I currently have a working implementation of Kosaraji's algorithm that, given a directed graph with no weights, will print the SCCs in a graph.
I would like to adapt it so it will also state where the edges between the SCCs are.
Here is the code:
from collections import defaultdict
#---- Definitions ----#
#Graph
Graph = {}
#Transpose of Graph
Transpose_Graph = {}
#Visited Nodes for Graph
Visited_Nodes_Graph = {}
#Visited Nodes for Transpose Graph
Visited_Nodes_Transpose_Graph = {}
#Stack to process
Stack = []
#---- Definitions ----#
#Based on the number of verticies, create a dictionary where every vertex is the key, and the value are the edges from it to another vertex.
def Generate_Empty_Graphs(Number_of_Verticies):
for Vertex in range(1, Number_of_Verticies+1):
Graph[Vertex] = []
Transpose_Graph[Vertex] = []
Visited_Nodes_Graph[Vertex] = False
Visited_Nodes_Transpose_Graph[Vertex] = False
#Populate Graph with edges
def Populate_Graphs(Head, Tail):
Graph[Head].append(Tail)
Transpose_Graph[Tail].append(Head)
#Run DFS on given Graph, at provided position.

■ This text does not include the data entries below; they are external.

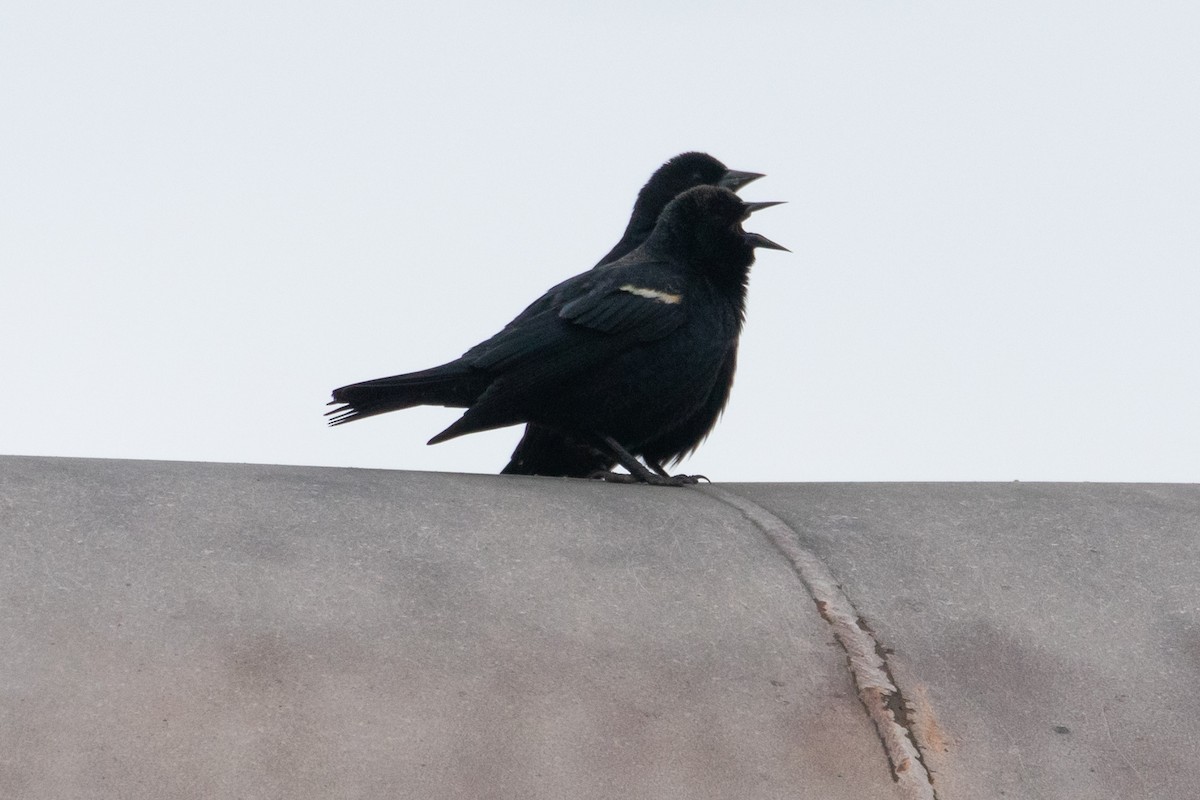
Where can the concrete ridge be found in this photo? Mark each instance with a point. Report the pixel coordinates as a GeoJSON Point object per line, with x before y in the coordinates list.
{"type": "Point", "coordinates": [876, 687]}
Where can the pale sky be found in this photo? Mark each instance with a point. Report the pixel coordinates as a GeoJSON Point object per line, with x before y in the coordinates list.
{"type": "Point", "coordinates": [211, 214]}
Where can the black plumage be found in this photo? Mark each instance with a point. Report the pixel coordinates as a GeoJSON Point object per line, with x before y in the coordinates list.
{"type": "Point", "coordinates": [546, 451]}
{"type": "Point", "coordinates": [618, 358]}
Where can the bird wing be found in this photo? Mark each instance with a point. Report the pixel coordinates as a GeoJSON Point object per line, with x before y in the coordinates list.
{"type": "Point", "coordinates": [589, 323]}
{"type": "Point", "coordinates": [587, 318]}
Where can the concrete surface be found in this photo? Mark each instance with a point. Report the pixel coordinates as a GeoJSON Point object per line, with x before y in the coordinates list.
{"type": "Point", "coordinates": [184, 630]}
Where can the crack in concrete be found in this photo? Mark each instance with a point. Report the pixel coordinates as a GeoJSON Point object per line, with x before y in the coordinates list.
{"type": "Point", "coordinates": [869, 668]}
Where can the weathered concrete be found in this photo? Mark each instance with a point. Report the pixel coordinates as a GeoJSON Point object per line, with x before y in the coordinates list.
{"type": "Point", "coordinates": [181, 630]}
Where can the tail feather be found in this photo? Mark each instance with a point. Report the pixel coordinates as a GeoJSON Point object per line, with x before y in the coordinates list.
{"type": "Point", "coordinates": [455, 385]}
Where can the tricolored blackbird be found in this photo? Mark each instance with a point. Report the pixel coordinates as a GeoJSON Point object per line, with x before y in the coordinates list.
{"type": "Point", "coordinates": [619, 358]}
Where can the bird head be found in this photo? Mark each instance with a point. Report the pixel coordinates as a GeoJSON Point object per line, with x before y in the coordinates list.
{"type": "Point", "coordinates": [703, 228]}
{"type": "Point", "coordinates": [684, 172]}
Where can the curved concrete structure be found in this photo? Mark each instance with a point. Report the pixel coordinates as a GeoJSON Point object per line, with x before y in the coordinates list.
{"type": "Point", "coordinates": [183, 630]}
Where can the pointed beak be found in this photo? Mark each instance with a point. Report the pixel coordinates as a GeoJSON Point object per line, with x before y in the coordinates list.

#This is used for DFS #2 (
def Run_DFS(Vertex, Given_Graph, SCC_List):
Visited_Nodes_Transpose_Graph[Vertex] = True
SCC_List.append(Vertex)
for Adjacent_Vertex in Transpose_Graph[Vertex]:
if(Visited_Nodes_Transpose_Graph[Adjacent_Vertex] == False):
Run_DFS(Adjacent_Vertex, Transpose_Graph[Adjacent_Vertex], SCC_List)
#TODO something here to log it...
return SCC_List
#Process Stack and run DFS
#This is used for DFS #1
def Populate_Stack(Vertex, Given_Graph):
Visited_Nodes_Graph[Vertex] = True
for Adjacent_Vertex in Given_Graph[Vertex]:
if (Visited_Nodes_Graph[Adjacent_Vertex] == False):
Populate_Stack(Adjacent_Vertex, Given_Graph)
Stack.append(Vertex)
def Detect_SCCs(Given_Graph, Number_Of_Verticies):
for Vertex in range(1, Number_Of_Verticies+1):
if(Visited_Nodes_Graph[Vertex] == False):
Populate_Stack(Vertex, Given_Graph)
SCC = []
while(len(Stack) != 0):
Current_Vertex = Stack.pop()
if(Visited_Nodes_Transpose_Graph[Current_Vertex] == False):
SCC = Run_DFS(Current_Vertex, Transpose_Graph, [])
print(SCC)
Number_Of_Verticies = 9
Generate_Empty_Graphs(Number_Of_Verticies)
Populate_Graphs(1, 2)
Populate_Graphs(2, 3)
Populate_Graphs(3, 1)
Populate_Graphs(3, 4)
Populate_Graphs(3, 7)
Populate_Graphs(4, 6)
Populate_Graphs(6, 5)
Populate_Graphs(5, 4)
Populate_Graphs(7, 8)
Populate_Graphs(8, 9)
Populate_Graphs(9, 7)
Detect_SCCs(Graph, Number_Of_Verticies)
For the given graph:
{1,2,3} -> {8,7,9} {1,2,3} -> {4,5,6}
Meaning, there is an edge between {1,2,3} and {8,7,9}. There is also an edge between: {1,2,3} -> {4,5,6}
However, there is NO edge between {8,7,9} and {4,5,6}
The goal is to keep track of these, to determine the largest amount of SCCs possible to touch starting from any given vertex. How could I modify this code to produce this as a graph?
One thing can be done that, you can assign each node a component id. For your example, lets say,
[1, 3, 2] => component id 1
[7, 9, 8] => component id 2
[4, 5, 6] => component id 3
Then create another graph (SCC_GRAPH) using this component id. To generate this graph, you can traverse the original graph once and for each edge (u,v) if their component id is different then create an edge in SCC_GRAPH with component_id(u) -> component_id(v).
For this example,
1 -> 2
1 -> 3
Then for a given node, get the component id of this node. Then find number of node reachable in SCC_GRAPH starting from the component id of the given node.